Einvernehmlich vs. Streitig: Der Spar-Faktor Nr. 1
Der größte Hebel für die Kostenersparnis ist die **einvernehmliche Scheidung**. Hierbei herrscht Einigkeit über alle Folgesachen wie Unterhalt, Hausrat und Sorgerecht. Der entscheidende Vorteil: Es wird nur ein einziger Anwalt benötigt, der den Scheidungsantrag beim Familiengericht stellt. Der andere Partner stimmt dem Antrag lediglich zu, wofür gesetzlich kein eigener Anwalt vorgeschrieben ist. Das spart effektiv die Hälfte der Anwaltskosten. Bei einer streitigen Scheidung müssen beide Partner eigene Anwälte beauftragen und voll bezahlen.
Welche Kosten fallen beim Anwalt genau an?
Die Anwaltsvergütung setzt sich aus mehreren Gebühren zusammen: der Verfahrensgebühr (für die Einleitung des Verfahrens und die Korrespondenz) und der Terminsgebühr (für die Vertretung im Scheidungstermin vor Gericht). Hinzu kommen Auslagenpauschalen und die Mehrwertsteuer von 19 %. Bei einer einvernehmlichen Scheidung liegt der Fokus oft auf der Minimierung dieser Sätze. Achtung: Anwälte dürfen die Mindestsätze nach RVG nicht unterschreiten, können aber bei hohem Aufwand eine Stundenhonorarvereinbarung vorschlagen.
Gerichtskosten: Vorkasse ist Pflicht
Im Gegensatz zu vielen anderen zivilrechtlichen Verfahren muss bei der Scheidung ein Gerichtskostenvorschuss gezahlt werden, bevor das Gericht überhaupt tätig wird.

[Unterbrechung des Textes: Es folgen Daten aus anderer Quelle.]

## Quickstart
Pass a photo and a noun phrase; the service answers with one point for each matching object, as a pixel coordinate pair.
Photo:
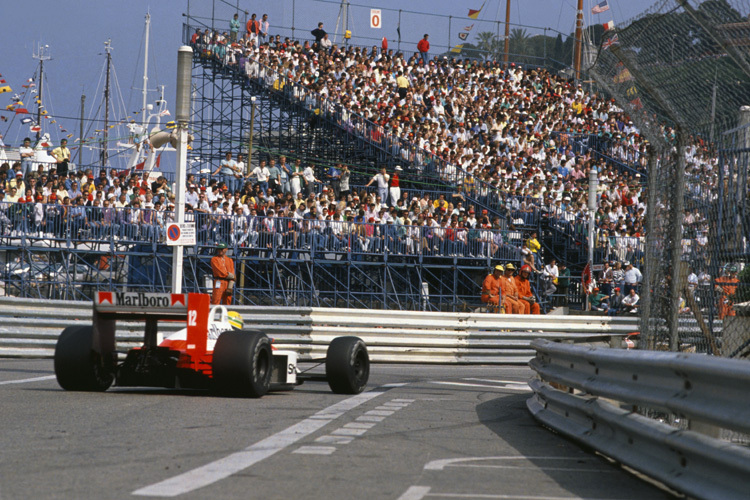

Diese Gebühr wird in der Regel zwischen den Eheleuten geteilt. Die Höhe richtet sich ebenfalls nach dem Verfahrenswert und der Gebührentabelle des Gerichtskostengesetzes (GKG). Ohne Zahlung des Vorschusses wird der Scheidungsantrag dem Partner nicht zugestellt.
Verfahrenskostenhilfe (VKH): Der Staat hilft
Niemand soll an der Scheidung gehindert werden, weil er sie nicht bezahlen kann. Wenn Ihr Einkommen und Vermögen nicht ausreichen, um die Kosten zu decken, können Sie beim Familiengericht Verfahrenskostenhilfe beantragen. Der Staat übernimmt dann ganz oder teilweise (per Ratenzahlung) die Kosten für den eigenen Anwalt und das Gericht. Die Prüfung des Antrags erfolgt sehr genau anhand Ihrer wirtschaftlichen Verhältnisse.
Kostenfalle Rentenausgleich (Versorgungsausgleich)
Der Versorgungsausgleich findet bei jeder Scheidung nach mehr als drei Jahren Ehe von Amts wegen statt. Er ist oft der Grund, warum eine Scheidung länger dauert und teurer wird. Paare können den Versorgungsausgleich jedoch durch eine notarielle Vereinbarung oder einen gerichtlichen Vergleich ausschließen oder modifizieren. Dies ist besonders sinnvoll, wenn beide Partner ähnliche Rentenanwartschaften haben oder eine private Altersvorsorge bereits anderweitig geregelt wurde. Dies senkt den Verfahrenswert und damit die Gesamtkosten.
Tipp: Scheidungsfolgenvereinbarung vor dem Notar
Um die Scheidung vor Gericht so kurz und günstig wie möglich zu halten, empfiehlt sich eine Scheidungsfolgenvereinbarung beim Notar. Hier werden Themen wie Unterhalt, Zugewinnausgleich und die Aufteilung der Immobilie bereits im Vorfeld verbindlich geklärt. Das Gericht muss sich dann nur noch um die formelle Scheidung kümmern. Zwar kostet der Notar ebenfalls Geld, doch diese Kosten sind meist deutlich niedriger als ein jahrelanger Rechtsstreit über mehrere Instanzen.
Rechtshinweis: Dieser Rechner bietet eine Orientierung nach RVG und GKG. Individuelle Honorarvereinbarungen oder zusätzliche Folgesachen (Unterhalt, Zugewinn) können die Kosten erheblich steigern. Keine Rechtsberatung.